How to Build a Custom HashMap or HashSet in Java – Internals, Code, and Best Practices

Illustration for How to Build a Custom HashMap or HashSet in Java – Internals, Code, and Best Practices
By Last updated:

Ever wondered how HashMap and HashSet work under the hood in Java? Or wanted to implement your own for better control, experimentation, or interview prep? Building a custom HashMap or HashSet gives you a deeper understanding of hashing, buckets, resizing, and performance bottlenecks.

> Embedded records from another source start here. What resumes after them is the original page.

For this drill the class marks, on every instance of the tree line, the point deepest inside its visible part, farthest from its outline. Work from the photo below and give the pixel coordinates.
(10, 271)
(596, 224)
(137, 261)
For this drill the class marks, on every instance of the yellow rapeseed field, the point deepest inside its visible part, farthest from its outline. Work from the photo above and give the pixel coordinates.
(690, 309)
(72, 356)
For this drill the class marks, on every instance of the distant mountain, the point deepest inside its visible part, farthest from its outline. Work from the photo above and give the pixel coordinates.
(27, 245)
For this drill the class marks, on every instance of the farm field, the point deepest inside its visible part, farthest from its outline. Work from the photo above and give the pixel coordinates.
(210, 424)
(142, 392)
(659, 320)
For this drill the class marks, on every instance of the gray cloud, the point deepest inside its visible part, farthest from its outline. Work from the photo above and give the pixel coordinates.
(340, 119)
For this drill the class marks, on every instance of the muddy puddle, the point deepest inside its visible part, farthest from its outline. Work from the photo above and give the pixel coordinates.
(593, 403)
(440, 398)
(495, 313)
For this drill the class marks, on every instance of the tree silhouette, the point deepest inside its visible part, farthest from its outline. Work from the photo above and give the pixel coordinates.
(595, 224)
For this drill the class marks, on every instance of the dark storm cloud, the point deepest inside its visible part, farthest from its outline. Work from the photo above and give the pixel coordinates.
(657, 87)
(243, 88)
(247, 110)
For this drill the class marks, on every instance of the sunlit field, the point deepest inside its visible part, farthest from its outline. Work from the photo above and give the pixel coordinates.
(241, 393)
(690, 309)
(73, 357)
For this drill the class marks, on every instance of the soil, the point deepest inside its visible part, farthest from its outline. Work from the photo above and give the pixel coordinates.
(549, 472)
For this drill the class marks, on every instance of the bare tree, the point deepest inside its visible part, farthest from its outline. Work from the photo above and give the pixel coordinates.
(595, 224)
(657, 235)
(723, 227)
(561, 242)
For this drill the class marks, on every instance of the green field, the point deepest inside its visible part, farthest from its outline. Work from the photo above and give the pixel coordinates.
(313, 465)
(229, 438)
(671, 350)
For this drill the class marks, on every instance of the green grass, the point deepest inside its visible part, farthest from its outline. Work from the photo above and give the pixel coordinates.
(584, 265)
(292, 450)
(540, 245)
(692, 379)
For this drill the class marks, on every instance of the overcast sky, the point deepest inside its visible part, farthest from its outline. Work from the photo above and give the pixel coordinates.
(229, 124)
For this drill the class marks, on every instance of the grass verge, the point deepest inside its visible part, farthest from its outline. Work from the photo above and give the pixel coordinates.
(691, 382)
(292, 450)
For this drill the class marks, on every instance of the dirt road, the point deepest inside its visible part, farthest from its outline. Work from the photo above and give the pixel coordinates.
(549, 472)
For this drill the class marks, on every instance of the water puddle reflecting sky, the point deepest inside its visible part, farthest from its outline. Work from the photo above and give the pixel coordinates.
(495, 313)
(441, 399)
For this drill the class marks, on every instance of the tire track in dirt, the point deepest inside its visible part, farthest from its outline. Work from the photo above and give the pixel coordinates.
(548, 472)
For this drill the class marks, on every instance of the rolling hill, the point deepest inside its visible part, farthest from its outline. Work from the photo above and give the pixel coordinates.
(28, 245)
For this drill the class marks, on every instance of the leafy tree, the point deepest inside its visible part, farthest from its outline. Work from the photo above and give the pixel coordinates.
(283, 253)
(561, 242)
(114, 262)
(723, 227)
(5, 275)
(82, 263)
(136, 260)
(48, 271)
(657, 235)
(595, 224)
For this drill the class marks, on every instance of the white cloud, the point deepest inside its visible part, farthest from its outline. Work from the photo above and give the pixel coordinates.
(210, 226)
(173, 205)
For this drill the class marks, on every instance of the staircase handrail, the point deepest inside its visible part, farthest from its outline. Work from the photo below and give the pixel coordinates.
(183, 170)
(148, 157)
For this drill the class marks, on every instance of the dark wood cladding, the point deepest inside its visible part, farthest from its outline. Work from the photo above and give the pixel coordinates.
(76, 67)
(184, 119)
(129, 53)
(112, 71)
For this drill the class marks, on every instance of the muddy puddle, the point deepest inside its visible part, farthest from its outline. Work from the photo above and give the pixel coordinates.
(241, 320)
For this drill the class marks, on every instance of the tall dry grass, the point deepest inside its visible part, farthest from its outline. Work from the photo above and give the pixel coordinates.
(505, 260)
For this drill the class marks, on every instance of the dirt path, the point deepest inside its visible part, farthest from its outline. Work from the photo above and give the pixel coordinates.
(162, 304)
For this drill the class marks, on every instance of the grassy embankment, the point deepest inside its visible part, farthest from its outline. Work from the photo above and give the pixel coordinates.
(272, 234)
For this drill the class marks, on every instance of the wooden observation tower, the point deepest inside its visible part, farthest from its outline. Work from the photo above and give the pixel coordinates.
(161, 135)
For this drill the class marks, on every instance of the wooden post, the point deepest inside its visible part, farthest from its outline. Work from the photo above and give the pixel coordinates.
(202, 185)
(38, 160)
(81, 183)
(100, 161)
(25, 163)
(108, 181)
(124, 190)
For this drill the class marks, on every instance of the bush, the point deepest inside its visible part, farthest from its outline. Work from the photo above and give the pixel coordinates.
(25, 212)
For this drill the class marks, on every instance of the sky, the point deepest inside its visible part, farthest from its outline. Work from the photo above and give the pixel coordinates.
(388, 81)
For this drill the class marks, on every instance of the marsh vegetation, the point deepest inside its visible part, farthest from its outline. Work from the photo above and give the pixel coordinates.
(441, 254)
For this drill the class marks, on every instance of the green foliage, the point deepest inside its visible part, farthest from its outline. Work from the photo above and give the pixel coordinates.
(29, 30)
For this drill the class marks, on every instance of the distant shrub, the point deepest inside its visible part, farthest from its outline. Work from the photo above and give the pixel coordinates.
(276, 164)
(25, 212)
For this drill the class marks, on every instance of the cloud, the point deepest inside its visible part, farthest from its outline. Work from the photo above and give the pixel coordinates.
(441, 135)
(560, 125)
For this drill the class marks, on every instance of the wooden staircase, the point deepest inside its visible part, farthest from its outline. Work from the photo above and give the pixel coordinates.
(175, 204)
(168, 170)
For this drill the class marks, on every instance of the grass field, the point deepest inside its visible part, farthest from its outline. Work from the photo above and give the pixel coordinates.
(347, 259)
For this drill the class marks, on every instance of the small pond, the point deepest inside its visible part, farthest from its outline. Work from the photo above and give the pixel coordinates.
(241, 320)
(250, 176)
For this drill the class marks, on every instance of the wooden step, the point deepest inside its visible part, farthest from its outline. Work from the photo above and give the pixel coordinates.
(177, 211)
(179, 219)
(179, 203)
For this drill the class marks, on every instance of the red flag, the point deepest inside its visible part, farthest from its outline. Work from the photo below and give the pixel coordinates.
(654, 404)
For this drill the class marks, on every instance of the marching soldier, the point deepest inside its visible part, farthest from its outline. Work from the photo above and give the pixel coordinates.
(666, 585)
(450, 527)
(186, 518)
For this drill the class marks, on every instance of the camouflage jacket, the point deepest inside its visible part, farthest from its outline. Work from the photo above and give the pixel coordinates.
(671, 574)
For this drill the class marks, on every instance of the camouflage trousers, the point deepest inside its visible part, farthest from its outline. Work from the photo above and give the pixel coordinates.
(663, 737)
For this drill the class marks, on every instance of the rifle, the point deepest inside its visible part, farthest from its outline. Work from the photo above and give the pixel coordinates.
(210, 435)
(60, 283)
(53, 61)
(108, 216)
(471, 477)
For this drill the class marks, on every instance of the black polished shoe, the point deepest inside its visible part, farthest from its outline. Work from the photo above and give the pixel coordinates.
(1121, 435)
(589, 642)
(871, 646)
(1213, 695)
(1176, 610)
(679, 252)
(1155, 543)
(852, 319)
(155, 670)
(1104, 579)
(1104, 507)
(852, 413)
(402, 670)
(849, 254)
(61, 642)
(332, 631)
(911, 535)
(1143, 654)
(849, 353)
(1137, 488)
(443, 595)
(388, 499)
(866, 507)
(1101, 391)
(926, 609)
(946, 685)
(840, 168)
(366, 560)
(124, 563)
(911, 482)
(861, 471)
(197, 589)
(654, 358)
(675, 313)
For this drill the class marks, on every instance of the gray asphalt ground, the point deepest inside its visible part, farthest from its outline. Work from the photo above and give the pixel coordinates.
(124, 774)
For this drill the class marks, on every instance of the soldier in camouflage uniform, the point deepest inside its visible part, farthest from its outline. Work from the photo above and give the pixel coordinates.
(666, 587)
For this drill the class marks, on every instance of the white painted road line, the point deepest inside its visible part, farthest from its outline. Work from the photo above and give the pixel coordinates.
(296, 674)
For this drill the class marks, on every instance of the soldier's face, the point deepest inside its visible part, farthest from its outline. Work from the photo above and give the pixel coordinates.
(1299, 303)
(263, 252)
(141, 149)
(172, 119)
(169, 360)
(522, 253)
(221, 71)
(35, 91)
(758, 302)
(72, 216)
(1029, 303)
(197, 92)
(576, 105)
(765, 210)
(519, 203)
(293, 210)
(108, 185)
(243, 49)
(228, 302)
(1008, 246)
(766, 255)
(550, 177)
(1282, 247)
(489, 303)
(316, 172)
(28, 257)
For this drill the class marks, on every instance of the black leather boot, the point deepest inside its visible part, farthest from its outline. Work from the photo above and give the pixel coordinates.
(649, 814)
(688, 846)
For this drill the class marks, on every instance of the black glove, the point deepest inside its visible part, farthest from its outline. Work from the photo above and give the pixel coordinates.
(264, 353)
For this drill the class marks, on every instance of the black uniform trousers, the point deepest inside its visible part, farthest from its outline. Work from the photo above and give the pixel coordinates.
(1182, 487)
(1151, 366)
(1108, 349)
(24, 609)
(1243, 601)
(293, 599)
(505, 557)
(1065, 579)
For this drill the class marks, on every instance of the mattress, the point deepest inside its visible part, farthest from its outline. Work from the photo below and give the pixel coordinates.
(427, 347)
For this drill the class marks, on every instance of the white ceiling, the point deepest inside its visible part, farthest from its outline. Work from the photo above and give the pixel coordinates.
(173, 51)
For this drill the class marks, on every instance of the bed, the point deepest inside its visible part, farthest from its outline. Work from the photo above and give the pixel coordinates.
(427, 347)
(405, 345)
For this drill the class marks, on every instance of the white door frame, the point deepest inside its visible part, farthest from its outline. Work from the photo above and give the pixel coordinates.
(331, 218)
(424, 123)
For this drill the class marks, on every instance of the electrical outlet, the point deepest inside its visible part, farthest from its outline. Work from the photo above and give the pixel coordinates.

This tutorial will walk you through the fundamentals of building these core data structures — from scratch — with examples, best practices, and expert-level guidance.


What Is a HashMap?

A HashMap is a key-value pair data structure that allows constant-time access on average using hashing. Internally, it uses:

  • Hash function to compute bucket index
  • Array of buckets to store entries
  • Collision resolution (via chaining or probing)

HashSet = HashMap without values

A HashSet<E> is effectively a HashMap<E, Object> with dummy values.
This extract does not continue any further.